At any rate, I'd say he is simply a surrealist, albeit with a good deal more interest in technology than the classic surrealists are perhaps considered as having by most. His work has the same blurring of lines, the same mixture of dreamlike/nightmarish symbolism and eroticism, the same meeting of death, decay, and sex, and so on, that one sees in so many of the surrealist artists.

At his worst, rather confusing. At his best (which is quite often) extremely disturbing and unsettling, and very powerful.


----------



## Rodders

Sory JD, i did look, but couldn't find anything. 

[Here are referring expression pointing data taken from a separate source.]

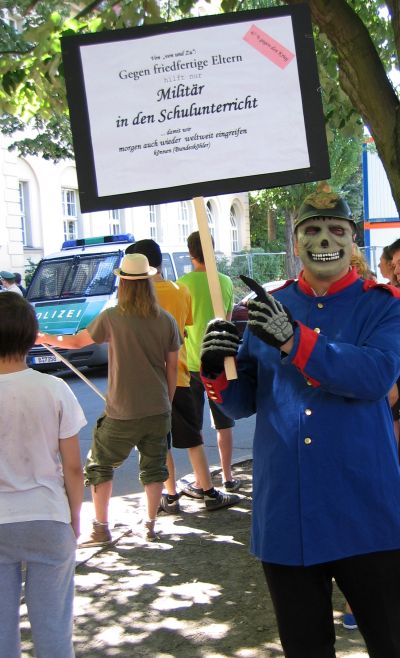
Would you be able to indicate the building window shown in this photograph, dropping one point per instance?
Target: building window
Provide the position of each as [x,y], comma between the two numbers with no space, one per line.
[211,219]
[183,222]
[114,221]
[70,214]
[24,211]
[234,230]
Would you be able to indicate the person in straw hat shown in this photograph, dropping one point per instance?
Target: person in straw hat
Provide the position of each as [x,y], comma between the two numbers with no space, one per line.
[142,368]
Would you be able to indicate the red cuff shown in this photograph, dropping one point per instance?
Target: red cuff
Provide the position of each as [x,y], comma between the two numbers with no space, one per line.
[308,338]
[214,387]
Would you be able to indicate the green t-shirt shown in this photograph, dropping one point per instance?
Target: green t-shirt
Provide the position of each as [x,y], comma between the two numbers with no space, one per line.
[202,311]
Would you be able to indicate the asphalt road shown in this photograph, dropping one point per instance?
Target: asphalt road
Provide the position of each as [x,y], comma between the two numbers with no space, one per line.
[126,479]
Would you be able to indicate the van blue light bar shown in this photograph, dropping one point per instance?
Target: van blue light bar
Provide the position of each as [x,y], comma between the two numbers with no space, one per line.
[103,239]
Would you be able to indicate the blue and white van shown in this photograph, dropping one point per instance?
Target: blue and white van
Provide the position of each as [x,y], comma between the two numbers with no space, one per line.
[70,287]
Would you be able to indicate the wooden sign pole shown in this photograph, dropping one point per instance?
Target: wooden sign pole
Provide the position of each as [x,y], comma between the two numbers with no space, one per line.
[212,274]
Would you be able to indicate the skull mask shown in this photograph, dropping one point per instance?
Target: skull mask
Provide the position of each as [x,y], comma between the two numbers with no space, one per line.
[325,246]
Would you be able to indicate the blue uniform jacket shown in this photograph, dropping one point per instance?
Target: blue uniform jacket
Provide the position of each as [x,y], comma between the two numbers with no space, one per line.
[325,471]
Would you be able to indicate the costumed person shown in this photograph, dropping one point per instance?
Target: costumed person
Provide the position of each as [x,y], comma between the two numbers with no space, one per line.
[202,309]
[185,433]
[142,367]
[318,358]
[41,491]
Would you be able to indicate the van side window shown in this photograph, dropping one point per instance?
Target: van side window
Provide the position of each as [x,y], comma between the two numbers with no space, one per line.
[167,268]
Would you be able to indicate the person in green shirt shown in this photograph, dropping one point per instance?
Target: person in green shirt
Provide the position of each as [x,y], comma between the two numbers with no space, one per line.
[202,310]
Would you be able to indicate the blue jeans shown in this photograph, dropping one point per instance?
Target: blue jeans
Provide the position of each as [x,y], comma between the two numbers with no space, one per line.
[48,548]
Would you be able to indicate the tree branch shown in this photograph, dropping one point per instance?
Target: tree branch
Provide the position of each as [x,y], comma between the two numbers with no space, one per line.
[363,77]
[394,9]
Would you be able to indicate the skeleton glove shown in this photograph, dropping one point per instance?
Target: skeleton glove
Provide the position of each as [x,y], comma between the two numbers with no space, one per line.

As for Giger. Do you like his work?


----------



## j d worthington

Rodders said:


> Sory JD, i did look, but couldn't find anything.
> 
> As for Giger. Do you like his work?


 
Oh, most definitely. Unfortunately, I no longer have the various books of his art I once owned... they all went the other way in the divorce, I'm afraid, and I've not had the finances to pick up replacement copies....


----------



## Dave

http://www.sffchronicles.co.uk/forum/41117-early-giger-stuff.html
http://www.sffchronicles.co.uk/forum/31505-gigers-alien-sculpture-banned-from-exhibition.html
http://www.sffchronicles.co.uk/forum/3673-gothic-art.html

I just searched for "Giger" Science Fiction Fantasy Chronicles: forums - Search Results


----------



## HareBrain

Rodders said:


> What would you call it? Xenoerotisim? How close do you think it becomes to pornography? (Sorry, that's the closest i can think of it.)


 
The only book I own of his is _*New York*_. Personally, I find his sexual imagery about as far from pornography as it's possible to get - it's sexuality as nightmare. I find his work fascinating and disturbing in equal measure, compelling but I always feel the need for an antidote afterwards in case I somehow get sucked into it and can't escape. In fact that links with a quote I found by Nevill Drury in a book called _*Magic and Witchcraft*_:



> There is an unquestionable potency - even a macabre beauty - in his biomechanoid creations, but his nightmare fusions of the human and the mechanical also breathe a sense of _no escape _- a sense that we are all trapped in a virtual hell of our own making. Perhaps this is a portent of our times.


 
Which I think summarises his stuff pretty well. I'm glad to have experienced his work, but I'm also glad not to be him.


----------



## Starbeast

*Used item from the 1979 Alien movie*


----------



## Starbeast

*HR Giger*






 

GIGER​


----------



## Starbeast




----------



## Starbeast




----------